Parte 2: La verità nascosta nel materasso
Il giorno in cui Miguel partì per il suo viaggio, sapevo che era giunto il momento.

La casa era silenziosa. Troppo silenziosa.

Trascinai il materasso al centro della stanza, con il cuore che mi batteva forte nelle orecchie. Presi un taglierino e, senza pensarci due volte, feci il primo taglio.

L'odore esplose.

Era peggio di qualsiasi cosa avessi mai sentito. Mi fece rabbrividire, quasi vomitare. Ma continuai. Dovevo sapere.

Tagliai più a fondo... e lo trovai.

Un sacchetto di plastica, ben sigillato.

Le mie mani tremavano mentre lo estraevo. Quando lo aprii, mi sembrò che il mondo si fermasse.

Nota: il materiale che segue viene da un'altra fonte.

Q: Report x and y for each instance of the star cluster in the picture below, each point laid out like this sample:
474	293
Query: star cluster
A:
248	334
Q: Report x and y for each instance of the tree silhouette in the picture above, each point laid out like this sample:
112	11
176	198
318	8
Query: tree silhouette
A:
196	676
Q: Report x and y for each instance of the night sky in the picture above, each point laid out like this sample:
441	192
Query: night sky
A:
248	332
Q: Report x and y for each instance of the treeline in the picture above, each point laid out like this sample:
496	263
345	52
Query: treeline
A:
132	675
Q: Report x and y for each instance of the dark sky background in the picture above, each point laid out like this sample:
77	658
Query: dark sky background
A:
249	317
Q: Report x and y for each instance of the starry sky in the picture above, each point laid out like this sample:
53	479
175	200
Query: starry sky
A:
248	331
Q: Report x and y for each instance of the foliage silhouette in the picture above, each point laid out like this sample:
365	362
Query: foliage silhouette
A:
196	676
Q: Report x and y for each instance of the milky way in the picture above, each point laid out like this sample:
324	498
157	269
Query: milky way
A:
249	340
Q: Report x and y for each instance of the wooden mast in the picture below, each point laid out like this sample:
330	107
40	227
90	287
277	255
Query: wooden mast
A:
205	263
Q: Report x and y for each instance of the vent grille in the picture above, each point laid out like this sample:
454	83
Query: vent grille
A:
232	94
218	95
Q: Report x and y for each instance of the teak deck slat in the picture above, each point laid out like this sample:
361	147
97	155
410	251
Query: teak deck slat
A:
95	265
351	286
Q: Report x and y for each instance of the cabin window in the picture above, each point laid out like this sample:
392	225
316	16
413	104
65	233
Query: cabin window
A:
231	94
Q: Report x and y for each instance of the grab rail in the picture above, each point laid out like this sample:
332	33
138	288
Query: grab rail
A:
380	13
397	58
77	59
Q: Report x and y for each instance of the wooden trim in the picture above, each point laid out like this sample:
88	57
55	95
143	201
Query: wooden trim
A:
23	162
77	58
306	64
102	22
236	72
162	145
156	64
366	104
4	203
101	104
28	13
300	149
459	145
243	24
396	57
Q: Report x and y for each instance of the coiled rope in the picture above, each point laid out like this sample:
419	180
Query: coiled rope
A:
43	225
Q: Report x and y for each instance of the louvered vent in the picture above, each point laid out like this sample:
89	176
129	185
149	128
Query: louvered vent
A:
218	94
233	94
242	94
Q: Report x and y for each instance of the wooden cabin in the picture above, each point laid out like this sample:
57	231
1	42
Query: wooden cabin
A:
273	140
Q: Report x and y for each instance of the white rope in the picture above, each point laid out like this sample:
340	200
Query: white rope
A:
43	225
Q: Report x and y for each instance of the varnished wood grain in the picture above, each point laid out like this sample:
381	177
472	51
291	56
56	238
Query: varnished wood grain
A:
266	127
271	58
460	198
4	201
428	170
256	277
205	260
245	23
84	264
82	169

Dentro c'erano vestiti da donna.

Vestiti sporchi. Logori. Con quello stesso orribile odore.

E poi... lo vidi.

Una collana.

La riconobbi all'istante.

Apparteneva a Camila.

La mia migliore amica.

Lo stesso che era scomparso mesi prima.

Sentivo il respiro mozzarsi. Tutto aveva un senso: i suoi viaggi, le sue bugie, il suo strano comportamento.

Non potevo più negarlo.

Con le mani tremanti, afferrai il telefono.

"Ho bisogno della polizia..." sussurrai quando risposero.

Ero stata io a chiamarli.

Ero stata io ad aprire quella porta.

Parte 3: La caduta di Miguel
La polizia arrivò in fretta.

Perquisirono la stanza. Tagliarono il materasso... e trovarono altre borse.

Altre prove.

Altro orrore.

Tutto puntava a Miguel.

Quando tornò dal suo viaggio, lo stavano già aspettando. Non ero lì quando lo arrestarono. Non potevo vederlo. Non dopo quello che avevo scoperto.

Ore dopo, un detective venne a parlarmi.

Confermarono che i vestiti erano di Camila.

Ma non era tutto.

Miguel non era solo mio marito.

Era qualcun altro.

Aveva molteplici identità. Viaggiava di continuo... non per lavoro, ma per nascondere ciò che faceva. C'erano altre donne. Altre sparizioni.

Camila non era l'unica.

E forse... non l'avrei mai scoperto se non fosse stato per quell'odore.

Oggi la casa è vuota.

Il letto non c'è più.

L'odore è svanito.

Ma la verità... rimane con me.

Perché la cosa più terrificante non è stata scoprire cosa c'era dentro il materasso.

È stata realizzare che per otto anni...

ho dormito accanto a uno sconosciuto.

E che sono stata io... a decidere finalmente di guardare.